Eine neu identifizierte Schwäche in „Zombie“-Zellen könnte durch die Umkehrung ihrer eigenen Überlebensstrategie ein präziseres Krebsbehandlungsverfahren ermöglichen.

3. Mai 2026RedaktionLive Redaktion
Wissenschaftler entdecken tödliche Schwäche in „Zombie-Zellen“, die mit Krebs zusammenhängen

Kurzfassung

Warum das wichtig ist

SciTechDailyWelt
  • Eine neu identifizierte Schwäche in „Zombie“-Zellen könnte durch die Umkehrung ihrer eigenen Überlebensstrategie ein präziseres Krebsbehandlungsverfahren ermöglichen.
  • Eine neue Klasse kürzlich entdeckte Schwäche in „Zombie“-ähnlichen oder seneszenten Zellen aus und eröffnet damit potenzielle Behandlungen für Krebs und altersbedingte Krankheiten.
  • Forscher des MRC Laboratory of Medical Sciences (LMS) und des Imperial College London fanden heraus, dass diese Zellen in einem empfindlichen Gleichgewicht existieren.

SvyTech-Check

Redaktionelle Einordnung

Eigene Kontextschicht

Kernpunkt

Eine neu identifizierte Schwäche in „Zombie“-Zellen könnte durch die Umkehrung ihrer eigenen Überlebensstrategie ein präziseres Krebsbehandlungsverfahren ermöglichen.

Warum relevant

Die Deaktivierung dieser Verteidigung nimmt ihnen ihren Schutz und macht die Zellen anfällig.

Einordnung

SvyTech ordnet die Meldung aus SciTechDaily als Teil des Themenfelds Welt ein und verweist auf den Originalartikel, damit Leser Fakten, Quelle und Kontext nachvollziehen koennen.

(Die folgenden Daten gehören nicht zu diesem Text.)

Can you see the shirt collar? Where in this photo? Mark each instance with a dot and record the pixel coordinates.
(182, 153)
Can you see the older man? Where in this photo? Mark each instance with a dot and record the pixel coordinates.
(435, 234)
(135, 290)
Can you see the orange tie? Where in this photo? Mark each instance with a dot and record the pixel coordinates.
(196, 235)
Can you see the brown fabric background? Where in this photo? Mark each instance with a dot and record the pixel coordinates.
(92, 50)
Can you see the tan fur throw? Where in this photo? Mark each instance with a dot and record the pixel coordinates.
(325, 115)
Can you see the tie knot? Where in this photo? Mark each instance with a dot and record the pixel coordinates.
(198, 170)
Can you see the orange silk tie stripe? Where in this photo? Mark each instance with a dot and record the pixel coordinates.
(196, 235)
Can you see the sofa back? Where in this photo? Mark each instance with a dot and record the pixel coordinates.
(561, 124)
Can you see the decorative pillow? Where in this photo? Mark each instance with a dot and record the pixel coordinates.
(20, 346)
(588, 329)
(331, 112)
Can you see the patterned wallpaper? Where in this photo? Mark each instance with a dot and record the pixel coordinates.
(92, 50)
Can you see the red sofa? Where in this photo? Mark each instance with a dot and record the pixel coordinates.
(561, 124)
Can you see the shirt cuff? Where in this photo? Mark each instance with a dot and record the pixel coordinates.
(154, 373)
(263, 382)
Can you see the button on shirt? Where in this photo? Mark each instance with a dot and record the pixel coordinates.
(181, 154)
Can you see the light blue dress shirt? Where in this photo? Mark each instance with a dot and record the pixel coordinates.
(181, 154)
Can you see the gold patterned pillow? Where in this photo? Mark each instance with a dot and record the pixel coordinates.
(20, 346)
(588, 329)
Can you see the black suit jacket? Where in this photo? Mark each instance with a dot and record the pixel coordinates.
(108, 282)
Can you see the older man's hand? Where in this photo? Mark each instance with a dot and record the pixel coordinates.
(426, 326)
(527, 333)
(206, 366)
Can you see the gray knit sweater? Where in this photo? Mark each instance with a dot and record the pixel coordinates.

Die Deaktivierung dieser Verteidigung nimmt ihnen ihren Schutz und macht die Zellen anfällig. Diese Strategie könnte zusammen mit bestehenden Therapien eingesetzt werden, um die Behandlungsergebnisse für Krebspatienten zu verbessern.

Die zweischneidige Rolle seneszenter Zellen bei Krebs Krebs entwickelt sich durch unkontrollierte Zellteilung, doch viele Tumore enthalten auch einen Teil, die nicht mehr. Diese werden als seneszente Zellen bezeichnet.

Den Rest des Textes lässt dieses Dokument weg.